1) Yet another story on the supposed rift and differences between Kohli and Dhoni. It goes on to suggest that there is a growing disconnect in the team, alluding to previous dual captain setups but falls short of calling the situation tetchy.
2) The scrapping of the CLT20 news refuses to die- considering the various legal and programming landmines it might tread amidst, no wonder the IPL governing council is treading carefully. This blog considers the cricketing version to be a very poor imitation of the glitzy footballing namesake.
3) BCCI considers performance based pay for cricketers– this one is surely going to get the fans excited. All that is pending is various RTI queries as to how a performance of cricketer A was judged w.r.t performance of cricketer B.
4) A very charming story on Man Singh, the affable backroom staff member from the 1983 World Cup Indian team. This story is dripped in nostalgia, a throwback to another era and offers a window into the world of cricket of the time. What is particularly revealing is the absence of high expectations rife in today’s game. He’s under no illusions as to how the Indian team treated ODI cricket back then:
“The 1983 World Cup win revolutionised cricket in India. But, if you look at it, the attitude back then was that we have been invited, so might as well go and play, doesn’t matter if we lose. I don’t blame anyone for looking at it that way, because till that time, we had hardly played any one-day cricket. Though we beat Pakistan in Pakistan in 1978, the cricketers of that era never relished playing limited-overs cricket. Nobody in the BCCI, or anywhere else in the country, expected India to win even a single game in that World Cup. So with that kind of a background, what we achieved was nothing short of a miracle,” points out Man Singh.

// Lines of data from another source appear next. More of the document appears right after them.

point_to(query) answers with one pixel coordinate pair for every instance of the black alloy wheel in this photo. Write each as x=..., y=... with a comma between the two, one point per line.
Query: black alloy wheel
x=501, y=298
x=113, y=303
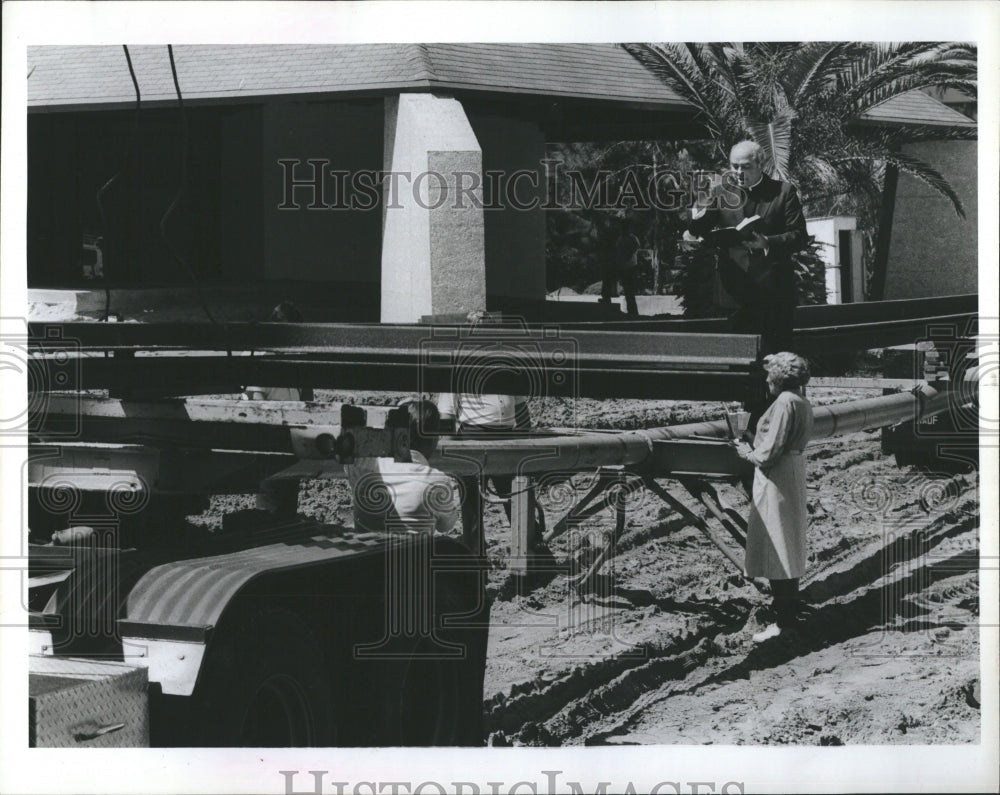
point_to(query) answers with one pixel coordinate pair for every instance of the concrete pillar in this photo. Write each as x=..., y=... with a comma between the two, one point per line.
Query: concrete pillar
x=433, y=252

Though Kapil Dev has different views on the result and so does Viv Richards, it is not pretty surprising that the defeat rankled some West Indians considering how bad the Indians were during the warm up games:
India played four matches before the start of the tournament, losing three of them, including one to a team called Minor Counties Select XI, a team made up of farmers, salespersons, solicitors and the like. But, as Man Singh says, no one was too hassled about the results. “Nobody questioned us for losing. There was not even a single person from back home asking if we had eaten lunch, or if everything was fine. We were given a huge luxurious bus with video players and everything, and told to go have fun.
One can only imagine the hullabaloo if the present Indian team were to lose similarly today.
5) JSW are in talks to buy an IPL franchise. They own the Bangalore Football club, whose title victory in its maiden I- League season prompted the launch of the ISL which was stuck in a limbo for many years.
6) Two former Indian players retired- Hrishikesh Kanitkar and Ajay Ratra. The first post of this blog pointed to one of the two happy memories associated with Kanitkar- the decisive blow against Pakistan in the Independence cup final. It was the highest successful chase of the time and was doubly sweet for Indian fans as it was against Pakistan. He also pulled off a stunner of a catch on the boundary rope (also against Pakistan)– this was at a time when one could lean over the fence and still legally complete a catch in Australia. Ratra’s most famous contribution came in a snooze- fest of a match which was more known for all the 11 players of the team bowling.